Le Projet West Ford (appelé également Aiguilles de Westford ou Projet Aiguilles) est un dispositif de télécommunications spatial passif testé par le laboratoire Lincoln du Massachusetts Institute of Technology (MIT) à la demande de l'Armée américaine au début des années 1960. L'Armée souhaitait disposer d'un système de communications militaire à grande distance fiable, pouvant remplacer les câbles sous-marins dans la perspective d'un conflit avec l'Union Soviétique. Le projet reposait sur la création d'une ionosphère artificielle autour de la Terre constituée de plusieurs centaines de millions d'aiguilles formant un réflecteur passif pour les émissions radio. Deux tentatives eurent lieu : en 1961 la dispersion des aiguilles ne s'effectua pas correctement. La deuxième tentative, en 1963, permit de vérifier le fonctionnement du dispositif. Les rapides progrès dans la mise au point des satellites de télécommunications mirent un terme au projet qui s'était par ailleurs heurté aux objections des autres nations et à la communauté des astronomes.
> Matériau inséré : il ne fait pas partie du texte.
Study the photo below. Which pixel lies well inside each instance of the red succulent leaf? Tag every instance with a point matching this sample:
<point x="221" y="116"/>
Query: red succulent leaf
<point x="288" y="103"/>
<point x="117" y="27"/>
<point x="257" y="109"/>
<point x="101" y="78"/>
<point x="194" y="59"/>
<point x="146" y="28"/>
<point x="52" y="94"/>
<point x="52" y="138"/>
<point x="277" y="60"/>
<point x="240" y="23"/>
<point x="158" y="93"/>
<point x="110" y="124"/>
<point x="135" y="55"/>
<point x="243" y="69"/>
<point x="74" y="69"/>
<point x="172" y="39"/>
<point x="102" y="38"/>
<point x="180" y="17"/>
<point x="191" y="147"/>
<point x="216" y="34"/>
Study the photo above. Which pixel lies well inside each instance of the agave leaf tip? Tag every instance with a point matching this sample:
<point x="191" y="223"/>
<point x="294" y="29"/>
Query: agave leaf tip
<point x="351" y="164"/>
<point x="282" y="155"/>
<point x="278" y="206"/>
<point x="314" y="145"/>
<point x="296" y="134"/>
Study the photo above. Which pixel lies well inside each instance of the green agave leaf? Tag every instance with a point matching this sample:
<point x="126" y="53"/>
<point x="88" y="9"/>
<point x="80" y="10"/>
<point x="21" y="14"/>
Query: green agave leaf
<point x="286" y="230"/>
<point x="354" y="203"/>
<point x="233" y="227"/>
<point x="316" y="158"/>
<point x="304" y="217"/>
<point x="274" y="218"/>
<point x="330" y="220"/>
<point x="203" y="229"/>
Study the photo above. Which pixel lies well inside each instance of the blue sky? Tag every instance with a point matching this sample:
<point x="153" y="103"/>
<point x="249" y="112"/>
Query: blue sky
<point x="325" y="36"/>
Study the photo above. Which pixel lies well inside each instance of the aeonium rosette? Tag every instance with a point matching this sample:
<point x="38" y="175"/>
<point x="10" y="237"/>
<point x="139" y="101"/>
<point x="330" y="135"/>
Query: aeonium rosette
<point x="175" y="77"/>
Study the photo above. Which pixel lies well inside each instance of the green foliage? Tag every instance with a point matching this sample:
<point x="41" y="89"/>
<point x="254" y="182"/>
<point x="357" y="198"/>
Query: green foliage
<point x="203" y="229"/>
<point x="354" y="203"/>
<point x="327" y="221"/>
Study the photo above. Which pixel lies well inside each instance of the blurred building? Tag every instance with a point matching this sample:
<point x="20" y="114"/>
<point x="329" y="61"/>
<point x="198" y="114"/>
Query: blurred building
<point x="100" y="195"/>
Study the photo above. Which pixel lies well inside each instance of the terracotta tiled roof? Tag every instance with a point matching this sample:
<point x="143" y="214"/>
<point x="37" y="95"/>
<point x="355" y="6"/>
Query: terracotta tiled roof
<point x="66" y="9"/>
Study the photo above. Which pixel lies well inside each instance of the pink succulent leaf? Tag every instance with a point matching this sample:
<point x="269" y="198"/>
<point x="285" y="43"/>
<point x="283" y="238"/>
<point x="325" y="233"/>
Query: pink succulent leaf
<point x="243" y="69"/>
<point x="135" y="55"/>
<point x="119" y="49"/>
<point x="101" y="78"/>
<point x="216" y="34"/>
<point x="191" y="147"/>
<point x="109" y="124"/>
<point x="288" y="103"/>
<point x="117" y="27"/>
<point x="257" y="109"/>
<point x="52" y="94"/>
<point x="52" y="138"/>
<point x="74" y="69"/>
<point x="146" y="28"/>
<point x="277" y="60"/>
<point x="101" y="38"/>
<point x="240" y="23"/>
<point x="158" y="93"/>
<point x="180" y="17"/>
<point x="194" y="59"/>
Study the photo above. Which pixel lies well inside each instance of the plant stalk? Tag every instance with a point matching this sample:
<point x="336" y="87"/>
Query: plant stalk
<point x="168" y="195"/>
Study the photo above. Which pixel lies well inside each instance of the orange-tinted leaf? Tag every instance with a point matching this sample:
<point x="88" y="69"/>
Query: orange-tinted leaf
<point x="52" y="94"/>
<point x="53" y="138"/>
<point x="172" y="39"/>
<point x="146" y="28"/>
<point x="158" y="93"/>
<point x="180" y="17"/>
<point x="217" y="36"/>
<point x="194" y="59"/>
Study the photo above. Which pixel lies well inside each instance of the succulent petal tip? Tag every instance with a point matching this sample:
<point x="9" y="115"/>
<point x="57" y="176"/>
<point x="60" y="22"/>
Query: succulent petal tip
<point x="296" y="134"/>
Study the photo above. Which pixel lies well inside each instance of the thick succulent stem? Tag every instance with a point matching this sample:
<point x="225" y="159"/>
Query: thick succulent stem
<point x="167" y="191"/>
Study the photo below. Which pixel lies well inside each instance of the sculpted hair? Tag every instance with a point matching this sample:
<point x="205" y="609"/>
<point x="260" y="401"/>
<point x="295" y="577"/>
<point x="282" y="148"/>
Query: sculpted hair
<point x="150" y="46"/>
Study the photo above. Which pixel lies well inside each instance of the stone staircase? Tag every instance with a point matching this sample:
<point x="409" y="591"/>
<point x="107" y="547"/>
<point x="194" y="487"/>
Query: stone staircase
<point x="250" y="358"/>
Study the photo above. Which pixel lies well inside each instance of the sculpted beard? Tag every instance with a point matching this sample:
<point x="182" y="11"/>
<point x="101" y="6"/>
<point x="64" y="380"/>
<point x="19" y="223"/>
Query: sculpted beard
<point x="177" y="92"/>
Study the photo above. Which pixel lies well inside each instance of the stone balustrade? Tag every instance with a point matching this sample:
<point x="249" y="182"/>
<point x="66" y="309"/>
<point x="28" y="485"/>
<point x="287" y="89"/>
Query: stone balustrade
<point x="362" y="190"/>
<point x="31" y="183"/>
La plupart des aiguilles, placées sur une orbite polaire à plus de 3500 km d'altitude, ont effectué depuis leur rentrée atmosphérique. Mais le mécanisme de dispersion développé pour le projet ayant eu des ratés en particulier lors du lancement de 1961, certaines aiguilles restées regroupées en paquet sont toujours en orbite, du fait d'un rapport surface/masse plus faible que celui prévu au départ, et sont aujourd'hui suivis comme des débris spatiaux.
A l'époque de la guerre froide, au début des années 1960, la majorité des communications internationales militaires passaient soit par des câbles sous-marins soient par des postes émetteur-récepteur radio qui pour les communications à longue distance utilisent les propriétés de l'ionosphère : cette couche de l'atmosphère, située entre 50 et 800 km d'altitude, permet la propagation des ondes radio en les réfléchissant. En 1958, lorsque le projet West Ford est mis sur pied, les satellites de télécommunications n'existaient pas. L'Armée américaine craignait que l'Union Soviétique, en cas de conflit, puisse mettre hors service les câbles sous-marins en les coupant, ce qui n'aurait laissé que les ondes radio comme moyen de communications avec les forces déployées à l'étranger. Or la portée et la qualité des communications utilisant les émetteurs radios n'étaient pas jugées satisfaisantes car trop dépendantes de l'état de l'ionosphère : celle-ci varie en fonction du moment de la journée (jour, nuit), de la saison et de l'activité solaire.
Les paquets d'aiguilles, qui représentaient une masse de 20 kg à laquelle s'ajoutait 20 kg pour le système de dispersion et le conditionnement ont été lancés à deux reprises en tant que charge annexe associée aux satellites d'alerte avancée MIDAS. Après un premier échec lors du lancement de Midas 4 le 21 octobre 1961 (les aiguilles ne s'étaient pas dispersées), la deuxième tentative effectuée le 9 mai 1963 (Midas 6) fut couronnée de succès : au bout de 40 jours environ, les aiguilles formaient une ceinture tout autour de la planète. Les tentatives de communication effectuées peu après le lancement permirent d'atteindre un débit de 20 000 bits pas seconde. Mais quatre mois plus tard alors que les aiguilles s'étaient dispersés, le débit avait chuté à 100 bits par seconde. Cette chute rapide du débit et le développement rapide des satellites de télécommunications mit fin au projet.